Will Elon Musk be remembered as an automotive pioneer? | John Naughton
The richest person in the world often attracts headlines for the wrong reasons. But his upending of traditional car-production methods should not be forgotten
As I write, Tesla, the manufacturer of electric vehicles (EVs), has a market capitalisation of $1.051tn, which makes it the world's sixth most valuable company by market cap. Tesla shares are trading at $1,047, which is 64% higher than at this time last year. Elon Musk, the founder and CEO of the company, currently has a net worth estimated at $300bn, which makes him the richest person in the world.
Enormous wealth, like power, acts as an aphrodisiac that warps people's perceptions of those who possess it: it's as if they're surrounded by a reality distortion field. Similar force fields have enveloped Bill Gates and Steve Jobs in their time and now it's Musk's turn.
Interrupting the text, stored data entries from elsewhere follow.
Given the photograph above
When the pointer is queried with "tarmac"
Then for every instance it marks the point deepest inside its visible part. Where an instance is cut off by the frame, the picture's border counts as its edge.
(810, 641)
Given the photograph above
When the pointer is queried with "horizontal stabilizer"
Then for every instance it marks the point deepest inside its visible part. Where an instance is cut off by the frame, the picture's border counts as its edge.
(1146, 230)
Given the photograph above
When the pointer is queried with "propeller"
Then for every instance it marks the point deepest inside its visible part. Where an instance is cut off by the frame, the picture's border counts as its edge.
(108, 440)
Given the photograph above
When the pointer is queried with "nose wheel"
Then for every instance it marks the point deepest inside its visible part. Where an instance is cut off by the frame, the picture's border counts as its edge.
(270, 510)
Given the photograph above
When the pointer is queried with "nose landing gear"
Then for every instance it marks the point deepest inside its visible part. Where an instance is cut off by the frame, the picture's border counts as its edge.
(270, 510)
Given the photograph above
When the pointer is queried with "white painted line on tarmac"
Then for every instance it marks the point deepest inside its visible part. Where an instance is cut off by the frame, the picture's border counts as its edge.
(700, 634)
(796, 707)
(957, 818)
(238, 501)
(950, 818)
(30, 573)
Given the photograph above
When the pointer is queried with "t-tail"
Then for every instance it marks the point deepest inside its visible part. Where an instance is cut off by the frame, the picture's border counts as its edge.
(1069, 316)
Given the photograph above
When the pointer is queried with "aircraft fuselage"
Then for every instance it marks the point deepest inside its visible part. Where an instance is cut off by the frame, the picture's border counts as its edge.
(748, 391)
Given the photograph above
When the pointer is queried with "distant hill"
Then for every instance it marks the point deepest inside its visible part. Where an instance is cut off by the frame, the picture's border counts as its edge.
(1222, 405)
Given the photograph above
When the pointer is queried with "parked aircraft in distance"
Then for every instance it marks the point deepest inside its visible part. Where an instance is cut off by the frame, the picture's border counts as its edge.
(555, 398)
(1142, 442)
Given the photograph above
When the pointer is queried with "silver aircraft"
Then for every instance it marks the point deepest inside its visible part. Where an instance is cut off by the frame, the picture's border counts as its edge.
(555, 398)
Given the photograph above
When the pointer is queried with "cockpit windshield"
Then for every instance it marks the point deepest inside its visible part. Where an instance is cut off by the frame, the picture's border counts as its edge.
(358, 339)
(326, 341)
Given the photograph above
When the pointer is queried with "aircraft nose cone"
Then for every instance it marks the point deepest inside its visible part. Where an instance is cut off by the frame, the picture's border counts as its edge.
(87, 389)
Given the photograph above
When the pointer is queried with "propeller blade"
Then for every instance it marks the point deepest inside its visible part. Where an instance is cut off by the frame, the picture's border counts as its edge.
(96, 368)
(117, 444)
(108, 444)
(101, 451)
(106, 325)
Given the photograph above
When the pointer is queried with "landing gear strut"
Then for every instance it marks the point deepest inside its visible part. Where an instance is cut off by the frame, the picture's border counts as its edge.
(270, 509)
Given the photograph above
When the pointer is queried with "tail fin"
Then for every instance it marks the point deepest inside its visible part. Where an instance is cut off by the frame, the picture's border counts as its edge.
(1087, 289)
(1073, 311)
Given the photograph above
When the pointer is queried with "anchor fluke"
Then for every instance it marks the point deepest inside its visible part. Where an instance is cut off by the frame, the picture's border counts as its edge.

Because he's uncommonly voluble on social media, especially on Twitter, where he has 65.7 million followers, his every utterance is assiduously parsed by besotted fans (all of whom call him Elon", as if he were a buddy of theirs). This gives him an influence way beyond that of any other corporate executive, influence that, on some occasions, even affects global financial markets through what the normally sober Financial Times calls the Tesla-financial complex". A closer examination of his Twitter feed, though, yields an impression of a really complex individual: a baffling combination of formidable intelligence and ungovernability - part visionary, part genius, part fruitcake and part exploiter of tax loopholes and public subsidies. And it raises the question: what (or where) is the real Elon Musk?